MRI is the advanced imaging modality of choice for the diagnosis, evaluation, and surgical planning of PVNS. Characteristic MRI features of PVNS allow an accurate diagnosis in 83% to 95% of cases. Magnetic resonance (MR) features include synovial hypertrophy and irregularity with diffuse low signal nodularity (see Fig. 3 ). GRE imaging demonstrates characteristic blooming artifact related to the paramagnetic effects of iron in hemosiderin deposition ( Fig. 4 ). On short tau inversion recovery (STIR) images, the lesions tend to be intermediate in signal intensity ( Fig. 5 ). The hemosiderin deposition produces frondlike projections along the synovium, with enhancement after gadolinium administration. Diffuse disease can extend beyond the joint capsule.

Although a benign disease, diffuse PVNS can be locally aggressive and result in joint damage. Nonoperative management includes physical therapy and corticosteroid injection. External beam radiation therapy has been described for nonresectable lesions or nonoperative candidates. More recently, it was shown that an oral small molecule, PLX3397, that inhibits certain kinases was well tolerated and demonstrated a profound activity response in advanced PVNS cases.

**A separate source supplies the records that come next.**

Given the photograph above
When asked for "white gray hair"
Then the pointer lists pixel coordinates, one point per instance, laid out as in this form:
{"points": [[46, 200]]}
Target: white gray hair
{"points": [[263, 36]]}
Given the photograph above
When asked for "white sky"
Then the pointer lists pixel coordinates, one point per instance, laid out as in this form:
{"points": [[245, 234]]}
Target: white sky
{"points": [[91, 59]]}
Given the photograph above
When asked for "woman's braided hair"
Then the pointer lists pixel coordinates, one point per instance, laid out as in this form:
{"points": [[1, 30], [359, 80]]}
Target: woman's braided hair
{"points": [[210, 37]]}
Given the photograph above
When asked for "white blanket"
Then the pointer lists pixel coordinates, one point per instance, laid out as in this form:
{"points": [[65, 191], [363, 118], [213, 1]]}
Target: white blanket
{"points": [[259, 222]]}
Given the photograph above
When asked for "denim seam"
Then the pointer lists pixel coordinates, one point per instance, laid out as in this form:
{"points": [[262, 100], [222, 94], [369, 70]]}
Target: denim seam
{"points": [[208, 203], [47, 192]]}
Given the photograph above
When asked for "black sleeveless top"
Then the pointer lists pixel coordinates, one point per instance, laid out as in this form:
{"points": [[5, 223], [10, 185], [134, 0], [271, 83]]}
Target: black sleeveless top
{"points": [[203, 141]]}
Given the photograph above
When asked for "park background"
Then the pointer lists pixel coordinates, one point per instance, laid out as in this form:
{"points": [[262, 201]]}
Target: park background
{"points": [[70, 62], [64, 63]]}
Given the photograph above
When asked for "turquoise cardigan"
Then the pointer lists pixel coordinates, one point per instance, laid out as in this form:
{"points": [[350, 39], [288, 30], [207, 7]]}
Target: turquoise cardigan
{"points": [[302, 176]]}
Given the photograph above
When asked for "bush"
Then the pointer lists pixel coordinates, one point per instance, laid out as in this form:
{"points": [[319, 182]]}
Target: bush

Surgical treatment is controversial and depends on the extent of disease. The diffuse nature of the disease makes complete surgical resection difficult, with recurrence rates reported between 8% and 56%. Arthroscopic excision with complete synovectomy has been proposed by some investigators as the surgical treatment of choice. However, incomplete arthroscopic excision is a concern, with arthroscopic recurrence rates up to 25% for diffuse intra-articular disease. For this reason, some investigators advocate open arthrotomy excision with complete synovectomy to decrease the risk of incomplete excision. The addition of radiation therapy after incomplete surgical resection has been advocated by some, with recurrence rates in these cases similar to rates of patients who undergo complete synovectomy alone.